Sulandırma

Sosyal demokrat ya da sol partiler arasındaki yerel seçimlerde işbirliği tartışmalarına bakınca söylenebilecek pek az söz kalıyor

Haberin Devamı

Sosyal demokrat ya da sol partiler arasındaki yerel seçimlerde işbirliği tartışmalarına bakınca söylenebilecek pek az söz kalıyor.

Asıl tartışma konusu, merkez solun mevcut iktidara alternatif olabilecek bir toparlanma içine girip giremeyeceğidir. Son tartışmalara, özellikle de CHP Genel Başkanı Deniz Baykal'ın sözlerine bakıldığı zaman cevap açıktır:

Ne işbirliği yapabilirler ne alternatif bir siyasi güç olabilirler ne de Türkiye'nin geleceğine ilişkin yeni politikalar üretebilirler.

CHP yönetiminin hesabı bellidir. Sosyal demokrasinin bütün Batı'da ulaştığı aşamaya gelmek gibi bir dertleri yoktur. Kalabildikleri sürece partilerinin başında kalacaklardır. Önümüzdeki yerel seçimden sonra yerlerinde kalabilmeleri için de son genel seçimde aldıkları oy oranına yakın bir orana ulaşmak (onlar için) yeterlidir.

* DSP'nin de seçimde alacağı yüzde 1'lik oyun ardından Ecevitler'in yanında kimse kalmayacak, Bülent Ecevit'in basın açıklamaları yine kendileri tarafından basına gönderilecektir. Belki açıklamaların altına konulacak bir iki imza bulunabilir.

* SHP, yerel seçimlerin merkez sol açısından önemini anlatmak ve geniş bir seçim ittifakı kurabilmek için çalışmıştır. Bu çalışmalardan önemli bir sonuç alamayınca DEHAP dahil bütün küçük sol partileri bir araya getirmeye çalışmıştır.

Bir de 29 Mart sabahı var!
DEHAP'ın "milliyetçi Kürt" eğilimlerin büyük ağırlık taşıdığı bir parti olduğu ortadadır. Bu partinin de demokratik sistem içinde tam anlamıyla yer alarak aşırı eğilimlerinden arınması doğal bir gelişme olacaktır. Deniz Baykal'ın, DEHAP ile işbirliği kararı aldığı için SHP'yi neredeyse "vatana ihanet" ile suçlaması ise CHP'ye egemen olan ufuksuzluk ve küçük hesapçılığın açık bir kanıtıdır.
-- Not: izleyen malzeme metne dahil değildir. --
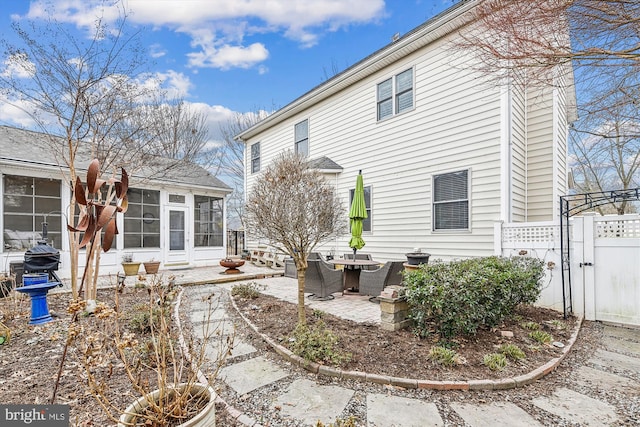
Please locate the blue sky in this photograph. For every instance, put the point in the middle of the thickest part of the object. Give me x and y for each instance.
(230, 56)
Baykal daha önce de solda ittifak önerilerini sulandırmak için ANAP, DYP hatta MHP ile ortak aday gösterilebileceğini söylemişti.

SHP ile DEHAP'ın anlaşmasıyla CHP, ittifaktan kaçışı için kendine göre bir gerekçe bulmuş olmaktadır. Baykal ağzını köpürte köpürte, "Atatürk", "ulus", "uluslaşma", "cumhuriyet" kelimelerini sesini titrete titrete kullanarak durumu kurtarmış olmanın mutluluğunu sergilemektedir.

"Kürt milliyetçileriyle işbirliği yapabilen vatan hainleriyle CHP işbirliği yapamaz..."

Bu basit demagoji şimdilik CHP yönetimini kurtarabilir, merkez solda ittifak konusunda aklı başında öneriler getirenleri püskürtebilir.

Ama bir de 29 Mart sabahı var. 29 Mart, seçimin ertesi günüdür.